ACORN doesn't deserve its bad rap
BY PETER DREIER
www.latimes.com
For 40 years, the community organizing group ACORN has been a strong and effective voice for low-income Americans. It has registered more than 1 million citizens to vote. It has provided counseling and other assistance to help Americans buy and keep homes. It has fought on behalf of working people for fair treatment by employers, banks, mortgage companies and payday lenders. It played a leading role in organizing the victims of Hurricane Katrina to gain a voice in the rebuilding of the Gulf Coast.
But few Americans had heard of ACORN until last fall, when Sen. John McCain and then-Gov. Sarah Palin began attacking the organization for ``voter fraud.'' Soon, more than 80 percent of Americans knew about the group, according to polls.

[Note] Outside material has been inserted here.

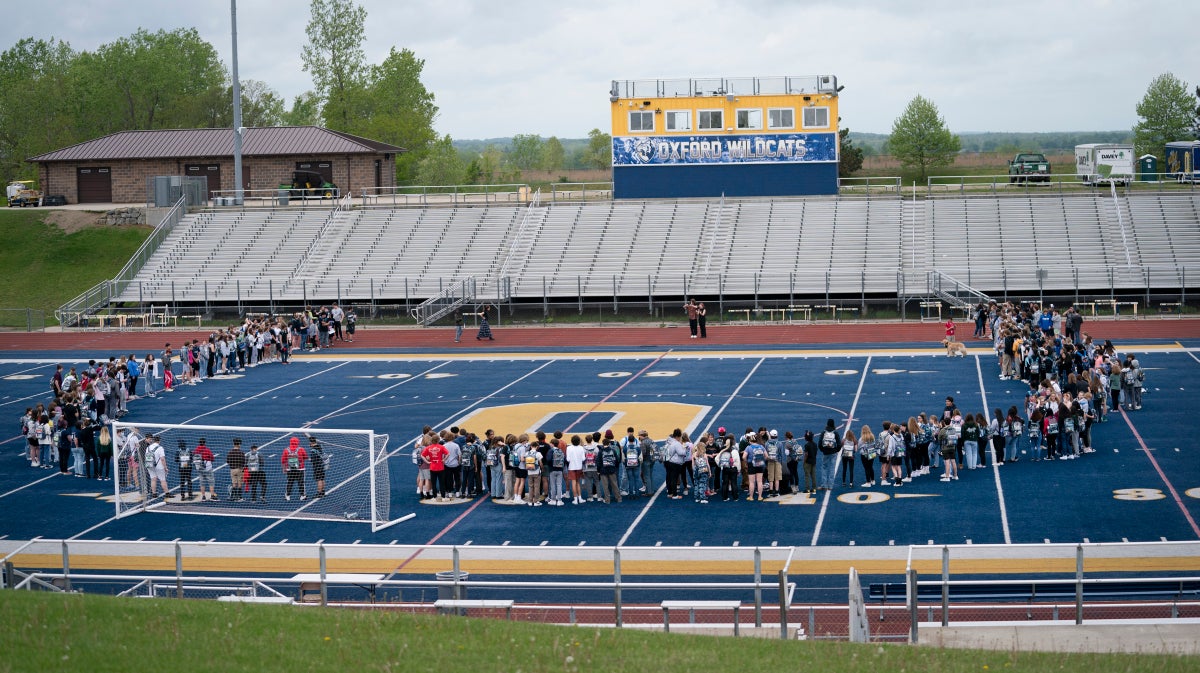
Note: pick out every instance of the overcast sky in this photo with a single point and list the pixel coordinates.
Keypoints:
(527, 66)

In the last month, Fox News, and then the rest of the media, have broadcast videos of several ACORN staffers advising people posing as a pimp and prostitute to lie on their tax returns. Now people know ACORN for that too.
It was wrong that workers registering voters for ACORN submitted false names. And it was wrong for ACORN employees to offer the advice they did to the posing couple. But the organization took swift action in both cases, notifying election officials in the first instance and terminating employees in the second.
The attack on ACORN is not really about bogus names on voter forms or about staffers encouraging people to lie on their tax forms. Rather, it is part of a broader conservative effort to attack progressive organizations and discredit President Barack Obama and his liberal agenda.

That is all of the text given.